MMR setup with two Masters M1 and M2. M1 was the only supplier (only operations against M1). The replication is setup with a low purgeDelay (900 sec). I performed many ldap operations (80.000 adds / 80.000 mods / 80.000 deletes). Eventually, M1 will not respond anymore. You can still access is with other clients, but only base searches are possible. M1 does not come back with one-level or subtree searches. I noticed that id2entry.db4 will not get rid of the tumbstones after 900 secs. I assume, it has to do with that. How reproducible: Steps to Reproduce: 1. MMR setup with 900 sec as purgeDelay 2. access M1 with a script or any ldap client (I used JDNI client). 3. This client iterates in an endless loop through: - adds 500 entries - mods these 500 entries - deletes those 500 entries Actual results: M1 does not respond anymore
Thank you for reporting the problem. For debugging the bug, can we have your errors/access logs? Also, output from pstack command? > M1 will not respond anymore. This means, add/mod/del operations and one-level or subtree search hang? Do these clients get any error returns? I'm interested in the stack trace when this is happening. Is the problem reproducible every time you run the test? The "not respond" problem occurs after 900 second running or random timing?

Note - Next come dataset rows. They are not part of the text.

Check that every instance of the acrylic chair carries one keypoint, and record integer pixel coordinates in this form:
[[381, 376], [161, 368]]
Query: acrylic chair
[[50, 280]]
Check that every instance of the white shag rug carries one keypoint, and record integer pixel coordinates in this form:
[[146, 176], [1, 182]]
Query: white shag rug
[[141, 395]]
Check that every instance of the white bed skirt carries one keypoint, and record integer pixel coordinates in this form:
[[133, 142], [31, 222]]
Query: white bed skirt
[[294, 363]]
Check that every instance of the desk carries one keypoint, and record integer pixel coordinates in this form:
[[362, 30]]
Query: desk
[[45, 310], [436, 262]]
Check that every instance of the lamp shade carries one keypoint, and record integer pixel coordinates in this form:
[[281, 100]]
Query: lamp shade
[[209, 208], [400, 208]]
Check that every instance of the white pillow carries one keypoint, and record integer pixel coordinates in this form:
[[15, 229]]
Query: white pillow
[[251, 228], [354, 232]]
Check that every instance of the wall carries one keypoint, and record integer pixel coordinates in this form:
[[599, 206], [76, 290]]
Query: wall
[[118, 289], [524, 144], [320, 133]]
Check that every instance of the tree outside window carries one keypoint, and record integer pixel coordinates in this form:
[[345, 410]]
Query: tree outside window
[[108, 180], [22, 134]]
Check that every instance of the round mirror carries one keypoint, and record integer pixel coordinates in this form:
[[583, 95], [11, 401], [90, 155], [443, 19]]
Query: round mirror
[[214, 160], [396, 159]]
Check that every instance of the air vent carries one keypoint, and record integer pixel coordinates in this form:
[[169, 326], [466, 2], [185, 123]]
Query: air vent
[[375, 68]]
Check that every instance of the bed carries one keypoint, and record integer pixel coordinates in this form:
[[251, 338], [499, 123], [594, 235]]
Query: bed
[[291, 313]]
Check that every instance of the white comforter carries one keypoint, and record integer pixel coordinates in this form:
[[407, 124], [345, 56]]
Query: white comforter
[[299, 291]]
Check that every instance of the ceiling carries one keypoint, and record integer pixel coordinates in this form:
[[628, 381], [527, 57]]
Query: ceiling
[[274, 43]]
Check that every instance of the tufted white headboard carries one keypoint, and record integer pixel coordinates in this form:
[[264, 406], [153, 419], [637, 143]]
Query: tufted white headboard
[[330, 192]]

Created attachment 227761 [details] error and access logs
To answer your questions: 1. I attached the access and error file. Have a look at connection 27 and you see down at the bottom: [12/Oct/2007:15:13:38 -0400] conn=27 op=126788 DEL dn="o=testOrg40,o=test" without any response. Now we are at the state, where the clients hang (waiting for a response). You will see that a read (base-level search still works). How do you create the output of pstack? 2. The problem is reproducible, but it may take longer (or shorter), until it happens (random time). I actually believe that the purgedalay does not work, since id2entry.db4 does not decrease at ant time.
Created attachment 227851 [details] pstack trace Hi, I reproduced the error and captured the pstack trace of ns-slapd.
Thank you for the stack-trace. It looks there's a deadlock between thread #34 and #35. And VLV is involved again... I assume you have some vlv indexes in your system. Is it correct? And could you check this configuration parameter in your config file: dse.ldif? nsslapd-serial-lock Could it be "off"?
nsslapd-serial-lock is set to "on". Yes, I do have vlv indexes in the system. However, I do not perform any vlv-searches during the test. I reported a similar bug, where the server hangs during updates and vlv searches. It is possible that both a related.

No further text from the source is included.